Imaging: Helper notebooks

This page documents the jupyter notebooks available under /notebooks.

Introductory notebooks

  • Starting notebook: Boilerplate notebook - starts by loading the schema code and making a connection to the database. This can be re-used for whatever purpose.

  • Starting notebook - follow the tree: Follows the main branches of the schema. This is a good starting point if you haven’t worked with the imaging database before and just want to get a rough overview over what is there.

Notebooks for adding information

In order for downstream processes to run correctly, users have to add information after the basic processing has run through and Recording, etc. entries are created.

At the moment this concerns the Recording.RecordingType and Recording.ArenaObject tables for recording type (open field, wheel, etc.) and object type and locations in open field sessions respectively.

  • Insert Recording Type: Looks for Session entries that do not yet have a matching Session.SessionType part table entry and presents user with a little notebook GUI to supplement that information. At the same time the user also fills the Session.Apparatus table.

  • Annotate object locations in open field tracking: Loads object session tracking data and builds a little GUI (based on Napari), in which people can specify object locations.

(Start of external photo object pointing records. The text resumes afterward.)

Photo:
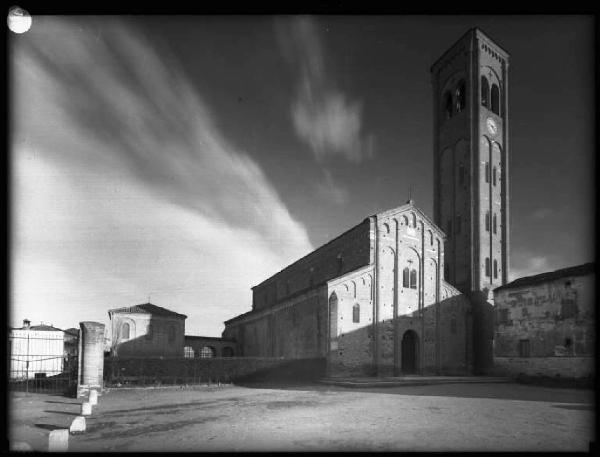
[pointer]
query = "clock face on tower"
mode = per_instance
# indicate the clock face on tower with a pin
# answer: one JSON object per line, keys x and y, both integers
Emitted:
{"x": 491, "y": 125}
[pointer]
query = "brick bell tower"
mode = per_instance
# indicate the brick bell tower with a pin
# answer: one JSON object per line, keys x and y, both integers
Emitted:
{"x": 470, "y": 93}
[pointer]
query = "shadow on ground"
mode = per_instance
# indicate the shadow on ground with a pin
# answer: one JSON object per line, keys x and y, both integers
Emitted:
{"x": 500, "y": 391}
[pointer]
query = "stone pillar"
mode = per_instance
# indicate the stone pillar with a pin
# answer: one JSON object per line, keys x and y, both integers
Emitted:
{"x": 91, "y": 357}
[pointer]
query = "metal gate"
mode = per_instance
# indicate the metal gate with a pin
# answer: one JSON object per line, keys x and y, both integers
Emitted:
{"x": 39, "y": 364}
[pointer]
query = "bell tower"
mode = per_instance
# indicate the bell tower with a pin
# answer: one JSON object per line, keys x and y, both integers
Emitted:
{"x": 470, "y": 93}
{"x": 470, "y": 87}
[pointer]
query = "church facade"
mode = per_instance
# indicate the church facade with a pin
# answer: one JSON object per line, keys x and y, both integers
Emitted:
{"x": 400, "y": 292}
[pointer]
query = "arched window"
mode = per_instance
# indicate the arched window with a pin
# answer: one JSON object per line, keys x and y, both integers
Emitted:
{"x": 208, "y": 352}
{"x": 495, "y": 102}
{"x": 485, "y": 92}
{"x": 447, "y": 105}
{"x": 333, "y": 315}
{"x": 356, "y": 313}
{"x": 461, "y": 98}
{"x": 413, "y": 279}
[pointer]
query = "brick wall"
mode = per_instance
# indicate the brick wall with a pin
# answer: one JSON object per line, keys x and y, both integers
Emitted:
{"x": 123, "y": 371}
{"x": 565, "y": 367}
{"x": 352, "y": 247}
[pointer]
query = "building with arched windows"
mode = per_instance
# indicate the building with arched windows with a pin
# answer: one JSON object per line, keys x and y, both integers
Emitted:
{"x": 400, "y": 292}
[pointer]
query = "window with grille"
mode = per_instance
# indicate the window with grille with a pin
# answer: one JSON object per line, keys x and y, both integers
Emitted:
{"x": 207, "y": 352}
{"x": 413, "y": 279}
{"x": 356, "y": 313}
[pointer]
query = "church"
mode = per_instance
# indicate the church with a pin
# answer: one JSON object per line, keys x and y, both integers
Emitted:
{"x": 402, "y": 291}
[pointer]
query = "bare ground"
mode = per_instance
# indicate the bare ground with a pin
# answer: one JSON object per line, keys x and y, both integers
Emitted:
{"x": 450, "y": 417}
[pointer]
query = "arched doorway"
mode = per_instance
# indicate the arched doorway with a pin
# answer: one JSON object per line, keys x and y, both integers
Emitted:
{"x": 410, "y": 352}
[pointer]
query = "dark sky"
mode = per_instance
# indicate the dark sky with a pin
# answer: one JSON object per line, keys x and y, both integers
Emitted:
{"x": 286, "y": 130}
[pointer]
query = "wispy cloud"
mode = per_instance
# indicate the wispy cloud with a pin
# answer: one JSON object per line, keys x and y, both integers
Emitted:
{"x": 124, "y": 185}
{"x": 324, "y": 117}
{"x": 331, "y": 191}
{"x": 528, "y": 266}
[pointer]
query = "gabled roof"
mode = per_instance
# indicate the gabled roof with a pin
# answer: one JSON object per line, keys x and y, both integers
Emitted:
{"x": 410, "y": 206}
{"x": 43, "y": 328}
{"x": 579, "y": 270}
{"x": 146, "y": 308}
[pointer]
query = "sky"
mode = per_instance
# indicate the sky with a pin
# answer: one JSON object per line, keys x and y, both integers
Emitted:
{"x": 182, "y": 160}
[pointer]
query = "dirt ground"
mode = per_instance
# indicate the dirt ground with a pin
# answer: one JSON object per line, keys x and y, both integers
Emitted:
{"x": 450, "y": 417}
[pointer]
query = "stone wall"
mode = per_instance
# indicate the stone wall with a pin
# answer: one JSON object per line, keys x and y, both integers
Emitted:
{"x": 347, "y": 252}
{"x": 565, "y": 367}
{"x": 554, "y": 318}
{"x": 153, "y": 371}
{"x": 149, "y": 335}
{"x": 295, "y": 328}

Object location adding via Napari

More specialized notebooks

  • FOV unwarping: 2p miniscope raw recordings undergo distortions because of uncalibrated scanner responses to command voltages (and are therefore different for every scope vs. setup combination). In order to obtain undistorted cell maps and projections, we can unwarp these (raw) field of views by comparing with a calibration slide. The process of saving a calibration (=affine transformation) matrix into datajoint is shown in this notebook. For a more thorough explanation see Imaging: Field-of-view unwarping

  • DLC add new Model/Processing method: Helper notebook to insert (register) new deep lab cut (DLC) model and associated processing method.

Useful routines

  • Unwarp tif files: Quick and easy way to obtain undistorted tif files and view those with Napari. See Imaging: Field-of-view unwarping

  • Suite2p python reader: Notebook that shows the usage of the suite2p python reader class, which is also used when loading suite2p output into datajoint. It provides convenience functions for rapidly investigating suite2p python exports and plotting results of the imaging analysis.